安心したのもつかの間、他のイガラたちが次々と襲ってくる。僕は続けざまに風の力をぶつける。



 地味だ。正直に言って地味だ。次々に湧いてくるイガラたちに対して同じ攻撃を当てているだけだ。対して風也はどうだろう。少し目を向けると蠍が尾から発射するヘドロ状の球をひらりひらりと避け隙を見つつ確実に風の銃弾を当てている。屋根の上に登って攻撃を避けるなど、高さも利用している。


 さながら格闘ゲームで同じ技しか使わない初心者と手練れのプロゲーマーぐらいの差がある。

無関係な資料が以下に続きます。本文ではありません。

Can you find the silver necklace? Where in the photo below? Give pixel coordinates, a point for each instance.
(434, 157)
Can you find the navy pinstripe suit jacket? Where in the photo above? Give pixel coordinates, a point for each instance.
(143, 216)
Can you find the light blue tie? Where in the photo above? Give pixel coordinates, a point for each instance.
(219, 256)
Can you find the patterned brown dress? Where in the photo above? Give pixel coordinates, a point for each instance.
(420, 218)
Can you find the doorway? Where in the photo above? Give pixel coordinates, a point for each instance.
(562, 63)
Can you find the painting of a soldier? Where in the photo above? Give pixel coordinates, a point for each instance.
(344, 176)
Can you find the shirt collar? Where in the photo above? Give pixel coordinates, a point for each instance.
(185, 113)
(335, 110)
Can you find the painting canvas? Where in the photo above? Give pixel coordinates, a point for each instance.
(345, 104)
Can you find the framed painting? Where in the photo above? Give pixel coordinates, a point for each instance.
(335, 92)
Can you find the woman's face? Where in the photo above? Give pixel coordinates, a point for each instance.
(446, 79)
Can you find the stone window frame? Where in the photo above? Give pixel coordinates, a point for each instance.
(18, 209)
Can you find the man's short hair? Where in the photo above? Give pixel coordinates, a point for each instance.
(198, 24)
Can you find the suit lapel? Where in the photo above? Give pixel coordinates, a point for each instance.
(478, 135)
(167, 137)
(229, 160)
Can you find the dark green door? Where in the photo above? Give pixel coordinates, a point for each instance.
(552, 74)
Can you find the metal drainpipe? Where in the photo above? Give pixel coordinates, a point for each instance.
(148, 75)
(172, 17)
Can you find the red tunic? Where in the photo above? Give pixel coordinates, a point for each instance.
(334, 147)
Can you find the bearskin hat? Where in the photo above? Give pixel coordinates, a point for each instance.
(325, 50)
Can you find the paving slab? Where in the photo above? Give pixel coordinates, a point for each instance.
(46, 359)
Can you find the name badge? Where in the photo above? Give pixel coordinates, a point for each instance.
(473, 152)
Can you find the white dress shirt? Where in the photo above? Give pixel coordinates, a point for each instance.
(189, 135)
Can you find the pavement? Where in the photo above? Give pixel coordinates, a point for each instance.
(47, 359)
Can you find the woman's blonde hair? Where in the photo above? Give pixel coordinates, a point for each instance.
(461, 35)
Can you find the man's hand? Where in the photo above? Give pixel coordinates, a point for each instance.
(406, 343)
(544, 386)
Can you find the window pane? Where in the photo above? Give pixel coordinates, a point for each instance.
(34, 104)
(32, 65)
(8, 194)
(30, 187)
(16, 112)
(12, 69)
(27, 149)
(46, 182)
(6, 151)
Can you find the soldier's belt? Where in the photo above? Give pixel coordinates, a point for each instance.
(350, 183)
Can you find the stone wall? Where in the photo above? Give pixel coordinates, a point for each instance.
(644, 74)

 イガラにさえも苦戦している。不甲斐ない。すると風也の方から声をかけてくれた。戦闘中にもかかわらず申し訳ない。


「お前、武器もってないのか?」


 え?武器?確かに風也君は銃を持っているが自分には何もない。


「なら仕方ない。これ使って!」


 風也が何かを投げてくる。それをなんとかキャッチする。


「・・・手袋?」


 紛れもなく手袋だ。しかし左手の分しかない。よくよく見るとボクシンググローブの絵が書いてある。


「それ、左手にはめて!」


 風也の指示通り手袋をはめる。

 するとなんだか力が湧いてきた。拳に入る力が明らかにいつもと違う。目の前からイガラが迫る。条件反射のようにパンチがでる。渾身の左ストレートが決まる。


「なんだこの手袋・・・」


 しかしながら敵を倒す効率は上がった。イガラたちを次々となぎ倒す。